Each is 6″ x 24″ and 1/4″ thick, pretty much on the nose. Looks fairly flat-sawn to me. No warping or cupping. Any hardness assessment will have to wait until I formulate a plan, laminate some blocks to the planned dimensions, and commence carving! Who knows when such a plan will form.

Heron Project 4

I’m done with the first series of prints! I started out with 14 on Shin Torinoko (sized, Manila linen and acid free pine pulp, machine made) and 9 on Echizen Kozo (sized, kozo with “a small % of acid free pulp”, handmade) and of course I had some attrition. Only one bone-headed move printing a sheet 180 degrees from the correct angle; some places where the paper contacted a part of the block that was too high; and a few “too crude” impressions with some movement or just too much pigment and goo. I think I have ended up with 10 + 6 prints I can be happy with (perhaps after cleaning up a few spots around the edge that I wish were not there). Aside from the bone-headedness, I can solve most of the errors by deepening my carving.

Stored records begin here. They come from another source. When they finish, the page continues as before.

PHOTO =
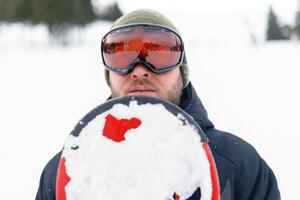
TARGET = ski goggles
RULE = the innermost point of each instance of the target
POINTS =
(158, 48)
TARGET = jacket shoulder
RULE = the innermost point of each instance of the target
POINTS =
(239, 162)
(46, 190)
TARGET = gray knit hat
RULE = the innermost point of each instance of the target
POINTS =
(152, 17)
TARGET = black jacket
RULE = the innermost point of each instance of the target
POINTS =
(243, 174)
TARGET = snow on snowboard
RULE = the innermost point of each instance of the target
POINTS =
(136, 148)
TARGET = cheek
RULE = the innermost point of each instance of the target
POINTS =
(117, 82)
(171, 78)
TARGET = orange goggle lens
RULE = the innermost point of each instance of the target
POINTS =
(156, 46)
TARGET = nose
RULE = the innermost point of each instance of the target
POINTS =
(140, 71)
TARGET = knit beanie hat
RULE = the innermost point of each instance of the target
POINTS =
(147, 16)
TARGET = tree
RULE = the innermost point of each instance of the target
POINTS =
(274, 30)
(297, 21)
(58, 15)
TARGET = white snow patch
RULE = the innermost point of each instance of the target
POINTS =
(154, 161)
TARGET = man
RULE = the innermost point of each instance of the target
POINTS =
(144, 55)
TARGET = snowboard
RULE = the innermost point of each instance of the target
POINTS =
(136, 148)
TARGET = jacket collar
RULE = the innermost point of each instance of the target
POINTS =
(191, 104)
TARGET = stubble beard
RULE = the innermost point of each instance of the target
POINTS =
(171, 94)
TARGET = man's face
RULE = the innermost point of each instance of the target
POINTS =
(143, 82)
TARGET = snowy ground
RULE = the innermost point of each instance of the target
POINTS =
(249, 87)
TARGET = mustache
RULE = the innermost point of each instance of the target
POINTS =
(143, 82)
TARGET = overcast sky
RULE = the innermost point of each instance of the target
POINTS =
(284, 8)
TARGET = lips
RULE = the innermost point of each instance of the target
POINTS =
(140, 89)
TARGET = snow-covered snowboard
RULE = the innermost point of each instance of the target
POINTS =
(136, 148)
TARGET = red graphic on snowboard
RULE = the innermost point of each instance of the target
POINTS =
(62, 180)
(115, 129)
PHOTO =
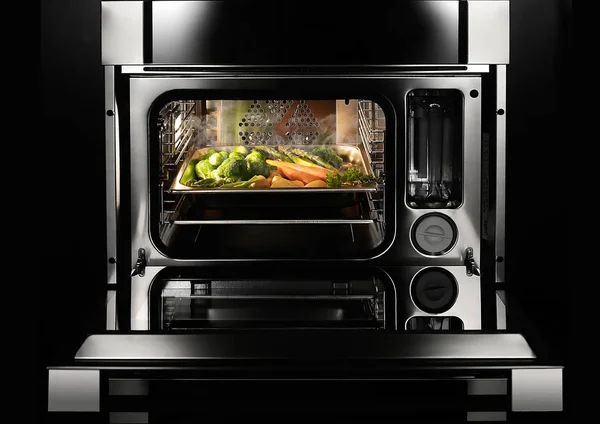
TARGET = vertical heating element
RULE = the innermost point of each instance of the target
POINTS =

The Shin Torinoko held up much better under the pressure and friction of the baren than the Echizen Kozo did. I mostly didn’t use protecting sheets (baking parchment) until the end, because I have found that it’s easier to feel what is going on without them. Consequently there were places on the handmade paper that had a lot of wear.

Back-side condition of one of the Echizen Kozo prints
Echizen Kozo on the left, Shin Torinoko on the right.

The Shin Torinoko held up comparatively well. It is just as thick and cushy to print on, but I guess some are suspicious of its pulp content and fear it won’t last as long. Here is a square-on shot of both back-sides, handmade paper on the left:

So you probably want to see what the final prints look like. First, here are a few of the Shin Torinoko prints, followed by a set of their brothers on handmade, Echizen Kozo paper. I was aiming for uniformity, and I think the bottom row was more successful than the top.

…. and a few details:

The left is on the handmade paper, and the right is on the machine-made. Both reveal a problem in my printing: I printed the key block last, and I used some pretty serious pressure in the earliest impressions — like the first one, in yellow. See how the yellow intrudes on the bottom line of the steak, and interrupts the upper right corner? This is not because there is a flaw in the key block — it’s because the paper is soft and squishy, and the yellow compressed it so much that the key block can’t get a complete impression! There are signs of this on the left, too, in the unevenness of the outline of the leg, and in the intrusion of the deep blue green into the mostly vertical outline of the rightmost stone. I almost want to blame the paper — I feel like strong pressure is needed to get a smooth, complete impression, so maybe a paper that is less yielding would give a better result.

Here are the impressions, in order. There are 6 blocks total:

  1. Yellow Ochre (block 1)
  2. Permanent red deep (block 2)
  3. Emerald green (block 2)
  4. Dark gray 1 (dilute sumi) (block 3)
  5. Light gray (neutral tint) (block 4)
  6. Cobalt turquoise (block 5)
  7. Brown + sumi + a little permanent red on the waterline and the rocks immediately above and their reflection (block 5)
  8. Another round of dark gray (dilute sumi) on the handmade paper and some of the others, because they were too pale (block 3)
  9. Olive green (bokashi on the water, complete impression on vegetation) (block 2)
  10. Key block (block 6)
  11. Mystery pale brown bokashi on top and bottom (block 4)

I want to enter this print in the upcoming Awagami Mini Print 2019 Exhibition, so now I need to do it all again on A4 paper.